Judge Davies said: ‘A concern about the woman’s state of undress in the changing rooms was likely to be connected with the fact that she is a transgender woman.
‘This was a communal changing room with a shower cubicle. It did not seem to the Tribunal likely that there would have been a concern about a cisgender woman in a state of undress while changing in such a changing room.
‘The Tribunal therefore concluded that [the manager] asked the questions because of a concern that the woman as a transgender woman might be in a state of undress in the female changing room.
‘That was because of gender reassignment. Mrs Hawkshaw would not have asked the questions of a cisgender woman.’

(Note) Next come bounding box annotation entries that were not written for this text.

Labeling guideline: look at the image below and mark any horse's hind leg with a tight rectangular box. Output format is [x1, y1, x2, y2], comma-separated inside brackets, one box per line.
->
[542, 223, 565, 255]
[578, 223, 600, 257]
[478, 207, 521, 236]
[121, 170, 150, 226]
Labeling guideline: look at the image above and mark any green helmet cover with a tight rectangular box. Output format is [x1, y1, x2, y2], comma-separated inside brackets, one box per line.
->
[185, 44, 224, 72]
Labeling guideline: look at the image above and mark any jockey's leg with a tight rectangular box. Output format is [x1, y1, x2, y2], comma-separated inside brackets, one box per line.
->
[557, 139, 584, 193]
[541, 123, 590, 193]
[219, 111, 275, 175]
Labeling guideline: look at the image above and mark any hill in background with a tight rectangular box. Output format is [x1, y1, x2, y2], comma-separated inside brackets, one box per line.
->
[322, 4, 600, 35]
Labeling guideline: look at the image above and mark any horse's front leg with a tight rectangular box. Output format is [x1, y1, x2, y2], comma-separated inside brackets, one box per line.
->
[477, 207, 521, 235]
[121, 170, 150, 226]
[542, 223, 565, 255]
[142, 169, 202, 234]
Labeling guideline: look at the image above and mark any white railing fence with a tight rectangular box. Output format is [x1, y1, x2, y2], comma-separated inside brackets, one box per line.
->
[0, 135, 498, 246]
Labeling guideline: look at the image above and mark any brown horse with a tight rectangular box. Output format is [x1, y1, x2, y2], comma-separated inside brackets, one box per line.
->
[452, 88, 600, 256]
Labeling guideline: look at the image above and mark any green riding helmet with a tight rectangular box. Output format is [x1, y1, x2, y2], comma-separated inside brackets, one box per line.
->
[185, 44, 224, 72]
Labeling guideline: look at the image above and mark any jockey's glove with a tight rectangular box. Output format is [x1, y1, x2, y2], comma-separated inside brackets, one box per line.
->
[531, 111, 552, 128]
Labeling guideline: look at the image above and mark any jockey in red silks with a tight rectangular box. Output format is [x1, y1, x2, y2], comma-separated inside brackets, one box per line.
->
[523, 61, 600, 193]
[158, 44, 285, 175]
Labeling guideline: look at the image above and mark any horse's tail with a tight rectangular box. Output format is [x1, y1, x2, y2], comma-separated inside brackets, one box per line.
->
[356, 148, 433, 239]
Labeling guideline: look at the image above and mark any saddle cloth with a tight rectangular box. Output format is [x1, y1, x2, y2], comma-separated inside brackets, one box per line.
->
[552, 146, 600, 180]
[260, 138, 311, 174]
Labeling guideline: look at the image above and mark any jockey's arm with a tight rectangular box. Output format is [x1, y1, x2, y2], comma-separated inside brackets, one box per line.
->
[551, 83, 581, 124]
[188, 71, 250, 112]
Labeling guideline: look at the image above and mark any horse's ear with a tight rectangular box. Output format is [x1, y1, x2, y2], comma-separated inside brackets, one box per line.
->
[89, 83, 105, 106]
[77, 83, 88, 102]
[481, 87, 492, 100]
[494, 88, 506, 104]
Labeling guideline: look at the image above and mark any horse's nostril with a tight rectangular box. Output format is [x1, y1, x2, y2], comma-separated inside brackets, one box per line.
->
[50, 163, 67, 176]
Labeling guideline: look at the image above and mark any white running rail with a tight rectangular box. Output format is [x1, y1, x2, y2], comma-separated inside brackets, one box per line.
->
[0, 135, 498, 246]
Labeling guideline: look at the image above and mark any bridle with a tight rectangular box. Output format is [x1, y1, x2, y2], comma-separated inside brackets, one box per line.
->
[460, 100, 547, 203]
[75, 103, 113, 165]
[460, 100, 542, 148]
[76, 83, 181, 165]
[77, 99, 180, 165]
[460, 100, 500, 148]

The woman won a claim of gender reassignment discrimination related to the underwear questions.
The transgender woman also brought a series of other claims of discrimination, over how her managers and the trust handled her complaints and absence record, and also alleging that they didn’t support her.
However, all these claims failed because the tribunal ruled the trust did support her and dealt with her complaints appropriately.
The failed claims included harassment related to sex, victimisation, disability discrimination, and a separate gender reassignment discrimination claim.
The woman, who has a university degree, resigned from the trust last year.